L’effet placebo est puissant, a-t-elle ajouté, ce qui pourrait expliquer pourquoi les quelques études supplémentaires réalisées sur ce produit n’ont pas non plus abouti à des résultats positifs.
«Je soupçonne que le microdosage peut avoir un effet sur l’humeur et qu’avec le temps, il pourrait renforcer la résilience ou améliorer le bien-être», a déclaré Nutt. «Mais je ne pense pas que cela fragmentera rapidement la dépression comme le macrodosage et les voyages.»
Effets secondaires des champignons à long terme
Évidemment, toutes les expériences hallucinogènes ne sont pas positives, c’est pourquoi presque toutes les études sur les drogues psychédéliques ont inclus des thérapeutes formés pour intercéder si un trip tourne mal et pour maximiser le résultat si le trip se passe bien.
«Il s’agit de permettre à quelqu’un d’accéder plus profondément à ses propres processus mentaux, avec, espérons-le, une meilleure compréhension», a déclaré Johnson. «Bien que d’autres puissent être en désaccord, il semble très clair que vous avez besoin d’une thérapie pour maximiser les bénéfices.»
Les psychédéliques ont également des effets secondaires qui vont au-delà d’un bad trip. Le LSD, la mescaline et le DMT, qui est l’ingrédient actif du thé ayahuasca, peuvent augmenter la tension artérielle, la fréquence cardiaque et la température corporelle, selon l’Institut national de lutte contre l’abus des drogues. Le thé Ayahuasca peut également provoquer des vomissements. Le LSD peut provoquer des tremblements, des engourdissements et une faiblesse, tandis que la consommation de mescaline peut entraîner des mouvements non coordonnés. Les personnes à la recherche de champignons psychédéliques peuvent facilement confondre une espèce toxique avec une espèce contenant de la psilocybine, « conduisant à un empoisonnement involontaire et mortel ».
Autre problème : tout le monde n’est pas candidat au traitement psychédélique. Cela ne fonctionnera pas sur les personnes actuellement sous ISRS – les récepteurs de leur cerveau sont déjà inondés de sérotonine. Les personnes atteintes de trouble bipolaire ou de schizophrénie, ou qui ont des antécédents familiaux de psychose, sont toujours exclues des essais cliniques, a déclaré Frederick Barrett, directeur associé du Centre de recherche sur les psychédéliques et la conscience à Johns Hopkins.
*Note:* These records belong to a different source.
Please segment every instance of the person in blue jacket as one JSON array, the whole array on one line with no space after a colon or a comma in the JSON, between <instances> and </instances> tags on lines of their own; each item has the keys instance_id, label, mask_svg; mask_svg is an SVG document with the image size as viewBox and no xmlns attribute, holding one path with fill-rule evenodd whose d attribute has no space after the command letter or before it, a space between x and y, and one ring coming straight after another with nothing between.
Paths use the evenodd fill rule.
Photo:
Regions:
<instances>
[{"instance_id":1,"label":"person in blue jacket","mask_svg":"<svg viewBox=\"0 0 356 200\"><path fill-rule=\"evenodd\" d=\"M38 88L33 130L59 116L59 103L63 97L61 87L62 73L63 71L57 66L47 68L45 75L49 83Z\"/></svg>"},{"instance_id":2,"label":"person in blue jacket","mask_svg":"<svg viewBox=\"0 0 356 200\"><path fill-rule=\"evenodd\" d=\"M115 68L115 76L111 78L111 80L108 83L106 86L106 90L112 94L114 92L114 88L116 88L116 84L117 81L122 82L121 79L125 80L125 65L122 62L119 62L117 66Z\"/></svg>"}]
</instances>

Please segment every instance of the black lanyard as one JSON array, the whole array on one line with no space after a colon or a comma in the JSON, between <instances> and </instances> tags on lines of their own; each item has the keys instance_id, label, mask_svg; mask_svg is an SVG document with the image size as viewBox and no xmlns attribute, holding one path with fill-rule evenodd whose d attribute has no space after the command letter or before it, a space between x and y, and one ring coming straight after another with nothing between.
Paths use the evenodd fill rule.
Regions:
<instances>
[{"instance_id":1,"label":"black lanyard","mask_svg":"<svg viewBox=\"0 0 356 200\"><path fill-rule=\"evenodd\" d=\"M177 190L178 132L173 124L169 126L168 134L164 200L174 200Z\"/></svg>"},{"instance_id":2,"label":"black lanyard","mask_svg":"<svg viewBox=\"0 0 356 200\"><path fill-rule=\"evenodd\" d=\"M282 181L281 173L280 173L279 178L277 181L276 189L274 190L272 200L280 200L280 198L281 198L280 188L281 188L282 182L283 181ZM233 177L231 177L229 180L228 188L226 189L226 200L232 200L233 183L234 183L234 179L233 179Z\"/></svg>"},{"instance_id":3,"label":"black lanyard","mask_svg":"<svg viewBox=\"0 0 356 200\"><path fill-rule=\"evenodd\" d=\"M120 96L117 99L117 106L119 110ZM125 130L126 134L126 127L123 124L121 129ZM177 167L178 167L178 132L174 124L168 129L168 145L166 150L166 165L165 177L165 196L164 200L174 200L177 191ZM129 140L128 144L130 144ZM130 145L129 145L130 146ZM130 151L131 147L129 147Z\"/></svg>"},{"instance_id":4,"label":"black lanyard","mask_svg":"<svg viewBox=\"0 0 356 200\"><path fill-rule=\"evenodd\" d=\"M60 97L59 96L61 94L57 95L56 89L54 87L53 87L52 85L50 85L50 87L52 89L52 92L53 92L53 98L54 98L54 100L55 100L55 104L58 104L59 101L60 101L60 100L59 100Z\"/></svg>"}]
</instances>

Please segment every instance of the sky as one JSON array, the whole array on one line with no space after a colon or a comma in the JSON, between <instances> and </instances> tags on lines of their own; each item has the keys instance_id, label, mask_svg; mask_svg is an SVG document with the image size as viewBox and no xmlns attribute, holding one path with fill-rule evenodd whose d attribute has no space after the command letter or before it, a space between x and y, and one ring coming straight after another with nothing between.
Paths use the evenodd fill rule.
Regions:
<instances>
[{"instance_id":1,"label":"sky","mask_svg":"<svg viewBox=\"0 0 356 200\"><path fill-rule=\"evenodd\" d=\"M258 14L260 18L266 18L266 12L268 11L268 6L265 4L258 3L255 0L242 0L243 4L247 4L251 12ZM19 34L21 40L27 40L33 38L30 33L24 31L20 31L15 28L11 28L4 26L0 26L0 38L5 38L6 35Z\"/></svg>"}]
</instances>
«Si vous êtes vulnérable à la psychose, il se pourrait que vous exposer à un psychédélique puisse démasquer cette psychose ou conduire à un événement psychotique», a déclaré Barnes.
Ensuite, il y a les milliers de personnes souffrant de problèmes de santé mentale qui n’accepteront jamais de se lancer dans un voyage psychédélique. Pour ces personnes, des scientifiques comme Roth tentent de trouver une approche alternative. Lui et son équipe ont récemment identifié les mécanismes par lesquels les psychédéliques se lient aux récepteurs de sérotonine du cerveau et utilisent ces connaissances pour identifier de nouveaux composés.
«Nous espérons pouvoir utiliser ces informations pour finalement fabriquer des médicaments qui imitent les bienfaits des drogues psychédéliques sans l’expérience psychédélique», a déclaré Roth.
« Et si nous pouvions donner un médicament aux personnes déprimées, souffrant de SSPT, d’anxiété ou de troubles obsessionnels compulsifs, et qu’elles puissent se réveiller le lendemain et se porter bien sans aucun effet secondaire ? Ce serait transformateur.